"I wouldn't want to intrude at a time like this."
These are delicate words, thoughtfully spoken. Even Miss Manners has been surprised to find that on occasion their effect can be to inflict pain on people who are already suffering.
When someone is dying or dead, the immediate relatives herd together for a hospital vigil or to attend to the business connected with bereavement. It is those in the next tier -- more distant relatives and close friends -- who are apt to imagine that their presence at such times would be an intrusion. This may lead them to keep their distance until there is a public opportunity, such as the funeral, for participation.
Notice that Miss Manners is not discussing people who shirk unpleasant social duty. Those who fail to telephone and offer help, to pay condolence visits and to write letters of sympathy do not need to be warned about misplaced politeness. They need to be told to stop rationalizing that the deceased would have been, above all, anxious that his or her demise not inconvenience the living.
Is it their own fondest hope that they will be able to disappear from the face of the earth without anyone's suffering an emotion strong enough to warrant a change of plans?
But Miss Manners is aware that even those who place other people's anguish above their own whims are subject to relief at feeling that anything beyond the formal duties would be an intrusion. "Surely the family would want to be left alone at a time like this," they reason, being at a loss to imagine what they could possibly say, anyway.
Everyone, Miss Manners wants to point out, is plagued by feeling that words are inadequate on such occasions. And indeed they are. But they are infinitely better than silence. Therefore, the polite thing to do when tragedy strikes nearby is to call, offering sympathy and help. And the polite thing to say is "I'm so terribly sorry."
The bereaved who genuinely do not feel up to seeing anyone, or who are too busy, can ask the first such caller to help by taking over the telephone, thanking subsequent callers but telling them convincingly to stay away for the moment.
But there is much else that sympathizers can do. When the lives of anxious families are disrupted, their needs for food and rest remain, although they have difficulty meeting them. Their employers and friends need to be informed what has happened to them.
This is where sympathizers can help. They can run errands for families stranded in hospital corridors, bringing them food and blankets, making their telephone calls -- and discreetly withdrawing when a medical conference is held or a sickroom visit permitted. They can take care of children and attend to other responsibilities that have had to be put on hold for the emergency.
Families that have just been bereaved also need those attentions, plus help in notifying the world about the death and dealing with funeral arrangements. Gathering information for the obituary from the immediate survivors can be comforting for them, as well as useful. It gives the mourners a chance to focus on the life of the departed, rather than on themselves.
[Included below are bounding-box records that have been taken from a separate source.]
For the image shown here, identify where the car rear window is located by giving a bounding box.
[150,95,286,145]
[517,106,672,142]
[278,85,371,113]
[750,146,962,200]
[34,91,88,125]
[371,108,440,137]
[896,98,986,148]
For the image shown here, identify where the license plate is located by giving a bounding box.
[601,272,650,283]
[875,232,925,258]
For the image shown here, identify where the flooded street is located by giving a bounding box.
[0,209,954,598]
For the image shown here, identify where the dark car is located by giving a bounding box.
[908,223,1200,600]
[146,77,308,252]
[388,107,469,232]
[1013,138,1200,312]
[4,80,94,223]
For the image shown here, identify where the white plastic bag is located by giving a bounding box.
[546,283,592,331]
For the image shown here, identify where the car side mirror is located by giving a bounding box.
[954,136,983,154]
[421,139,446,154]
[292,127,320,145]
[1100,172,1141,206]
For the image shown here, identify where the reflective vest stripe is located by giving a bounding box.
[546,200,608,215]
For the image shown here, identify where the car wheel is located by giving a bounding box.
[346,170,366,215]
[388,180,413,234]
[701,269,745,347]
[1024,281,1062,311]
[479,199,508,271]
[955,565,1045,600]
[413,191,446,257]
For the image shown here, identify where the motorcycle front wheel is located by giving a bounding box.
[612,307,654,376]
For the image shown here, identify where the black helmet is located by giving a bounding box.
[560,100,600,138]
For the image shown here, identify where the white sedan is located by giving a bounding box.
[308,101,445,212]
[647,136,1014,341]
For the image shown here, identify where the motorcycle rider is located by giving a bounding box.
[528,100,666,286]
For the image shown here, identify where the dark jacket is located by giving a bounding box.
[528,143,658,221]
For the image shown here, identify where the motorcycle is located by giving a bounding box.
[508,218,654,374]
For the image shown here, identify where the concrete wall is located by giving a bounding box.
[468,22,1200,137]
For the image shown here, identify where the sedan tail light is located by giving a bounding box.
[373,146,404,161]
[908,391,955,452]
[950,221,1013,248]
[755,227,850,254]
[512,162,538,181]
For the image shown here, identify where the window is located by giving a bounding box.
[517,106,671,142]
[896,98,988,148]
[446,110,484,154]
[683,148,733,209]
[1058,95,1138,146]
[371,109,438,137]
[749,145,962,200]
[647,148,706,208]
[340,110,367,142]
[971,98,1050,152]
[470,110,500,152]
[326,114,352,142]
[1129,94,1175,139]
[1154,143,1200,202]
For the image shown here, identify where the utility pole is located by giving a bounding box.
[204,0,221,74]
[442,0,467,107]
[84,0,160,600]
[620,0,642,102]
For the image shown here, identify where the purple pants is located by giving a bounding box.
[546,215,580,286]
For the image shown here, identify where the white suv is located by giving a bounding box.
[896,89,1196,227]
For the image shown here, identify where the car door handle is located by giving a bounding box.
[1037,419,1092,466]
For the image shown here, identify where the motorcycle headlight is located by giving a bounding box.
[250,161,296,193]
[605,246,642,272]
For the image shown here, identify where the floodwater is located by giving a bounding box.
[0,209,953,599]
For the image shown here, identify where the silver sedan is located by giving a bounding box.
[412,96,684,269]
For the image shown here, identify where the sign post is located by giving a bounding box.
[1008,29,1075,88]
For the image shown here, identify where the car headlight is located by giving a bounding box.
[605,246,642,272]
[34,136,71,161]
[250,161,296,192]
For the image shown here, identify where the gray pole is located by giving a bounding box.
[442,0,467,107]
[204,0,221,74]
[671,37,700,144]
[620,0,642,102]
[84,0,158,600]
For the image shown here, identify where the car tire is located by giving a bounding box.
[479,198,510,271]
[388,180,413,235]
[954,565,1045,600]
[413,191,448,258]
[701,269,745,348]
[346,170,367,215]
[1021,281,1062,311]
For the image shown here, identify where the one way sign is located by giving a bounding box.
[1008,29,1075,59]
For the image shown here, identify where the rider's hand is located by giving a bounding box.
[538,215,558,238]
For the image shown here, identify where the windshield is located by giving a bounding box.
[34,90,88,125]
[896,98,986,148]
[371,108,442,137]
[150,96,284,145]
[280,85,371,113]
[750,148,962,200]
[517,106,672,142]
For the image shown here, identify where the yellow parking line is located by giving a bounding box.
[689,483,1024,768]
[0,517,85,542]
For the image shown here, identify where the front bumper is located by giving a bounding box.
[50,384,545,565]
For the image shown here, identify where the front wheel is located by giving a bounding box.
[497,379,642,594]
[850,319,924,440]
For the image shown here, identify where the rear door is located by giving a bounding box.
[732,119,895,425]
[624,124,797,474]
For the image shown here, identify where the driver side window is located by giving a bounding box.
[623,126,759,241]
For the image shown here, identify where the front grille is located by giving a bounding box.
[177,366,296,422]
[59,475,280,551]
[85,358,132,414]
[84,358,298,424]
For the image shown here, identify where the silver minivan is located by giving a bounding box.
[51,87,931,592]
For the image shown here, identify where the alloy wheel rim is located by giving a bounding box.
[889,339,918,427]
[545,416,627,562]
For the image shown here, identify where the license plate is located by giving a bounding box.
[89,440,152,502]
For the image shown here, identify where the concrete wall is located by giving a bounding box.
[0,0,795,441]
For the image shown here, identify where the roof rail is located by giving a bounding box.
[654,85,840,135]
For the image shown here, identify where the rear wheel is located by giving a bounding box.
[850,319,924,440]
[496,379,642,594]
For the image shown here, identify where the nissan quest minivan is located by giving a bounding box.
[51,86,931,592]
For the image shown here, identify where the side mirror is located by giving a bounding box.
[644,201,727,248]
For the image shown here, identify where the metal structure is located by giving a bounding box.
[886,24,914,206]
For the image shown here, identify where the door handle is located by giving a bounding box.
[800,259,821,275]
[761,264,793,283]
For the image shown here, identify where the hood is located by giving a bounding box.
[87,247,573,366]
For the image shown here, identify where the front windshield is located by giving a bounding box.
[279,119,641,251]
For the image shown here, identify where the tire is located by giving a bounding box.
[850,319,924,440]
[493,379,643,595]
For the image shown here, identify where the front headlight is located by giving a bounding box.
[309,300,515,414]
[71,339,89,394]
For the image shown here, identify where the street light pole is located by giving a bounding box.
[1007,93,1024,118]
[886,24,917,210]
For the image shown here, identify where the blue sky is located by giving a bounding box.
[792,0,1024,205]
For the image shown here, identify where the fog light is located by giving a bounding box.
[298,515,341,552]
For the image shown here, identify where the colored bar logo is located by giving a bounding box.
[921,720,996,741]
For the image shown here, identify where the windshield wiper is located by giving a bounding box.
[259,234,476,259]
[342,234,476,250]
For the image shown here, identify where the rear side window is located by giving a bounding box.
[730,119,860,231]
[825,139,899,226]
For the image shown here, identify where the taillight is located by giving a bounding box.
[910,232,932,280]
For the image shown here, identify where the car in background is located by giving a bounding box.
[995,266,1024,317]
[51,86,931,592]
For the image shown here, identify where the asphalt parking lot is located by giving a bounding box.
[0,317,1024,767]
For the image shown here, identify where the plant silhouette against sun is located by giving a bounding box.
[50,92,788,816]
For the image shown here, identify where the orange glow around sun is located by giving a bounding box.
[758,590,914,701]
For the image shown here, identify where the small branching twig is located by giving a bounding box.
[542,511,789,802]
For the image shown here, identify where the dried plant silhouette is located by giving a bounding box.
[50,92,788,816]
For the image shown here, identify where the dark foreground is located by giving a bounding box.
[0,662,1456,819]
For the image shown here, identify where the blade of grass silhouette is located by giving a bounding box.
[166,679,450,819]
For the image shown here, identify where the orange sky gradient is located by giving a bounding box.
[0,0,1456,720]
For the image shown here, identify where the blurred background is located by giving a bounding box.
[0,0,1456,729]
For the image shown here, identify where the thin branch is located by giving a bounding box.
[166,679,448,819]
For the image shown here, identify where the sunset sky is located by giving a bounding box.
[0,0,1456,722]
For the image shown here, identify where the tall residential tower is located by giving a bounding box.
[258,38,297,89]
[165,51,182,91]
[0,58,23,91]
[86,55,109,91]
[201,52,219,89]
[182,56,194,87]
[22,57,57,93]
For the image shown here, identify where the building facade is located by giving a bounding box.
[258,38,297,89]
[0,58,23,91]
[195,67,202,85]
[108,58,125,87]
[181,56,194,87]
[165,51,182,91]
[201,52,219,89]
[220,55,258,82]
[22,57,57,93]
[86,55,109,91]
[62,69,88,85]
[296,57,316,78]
This is because what the bereaved need most is the sense that others, as well as themselves, are affected by the loss. People who keep a discreet distance are unwittingly contributing to the feelings of emotional and social isolation, suggesting that the life in danger or lost is not of much importance to an indifferent world.
Offering to keep the family company means showing them that the loss matters to others, and giving them a chance to discuss what that life has meant. There is a great need to relate anecdotes then about that person. It demonstrates that he or she was unique and left an impact on the world. Participating in that discussion, or just being an audience for it, is a contribution sympathizers can make.
It is far better than offering emotional advice. Miss Manners warns that the modern fashion of focusing sympathy on the feelings of the sufferers, rather than upon the cause of those feelings, can be annoying.
People who have lost someone they love do not need to be told that their feelings are normal -- they need to be told that their feelings are shared.
I have written a letter to an association that is dedicated to giving assertiveness lessons. Giving up on "Dear Ladies" and "Mesdames," and unable to pluralize "Ms.," I called a friend for help.
The letter has been sent off following her instructions, without salutation or closing. There must be a salutation for feminist organizations that is the unabbreviated form of "Ms." Several women suggested "Dear Sirs."
Miss Manners is shocked. But she is hardly less shocked at your disdain for the proper forms, "Ladies" and "Mesdames." She considers it a violation of female self-respect to denigrate terms associated with women and advocate the use of those associated with men. Surely this is the very opposite of feminism.
Miss Manners also finds offensive any suggestion that feminism requires stripping life of its little courtesies. A letter without a salutation is too curt for her taste.
Like "Miss" and "Mrs.," "Ms." is derived from the older and once respectable all-purpose female title, "Mistress." However, she does not recommend addressing respectable people as "Mistresses" nowadays. "Mesdames" or "Ladies" will do just fine.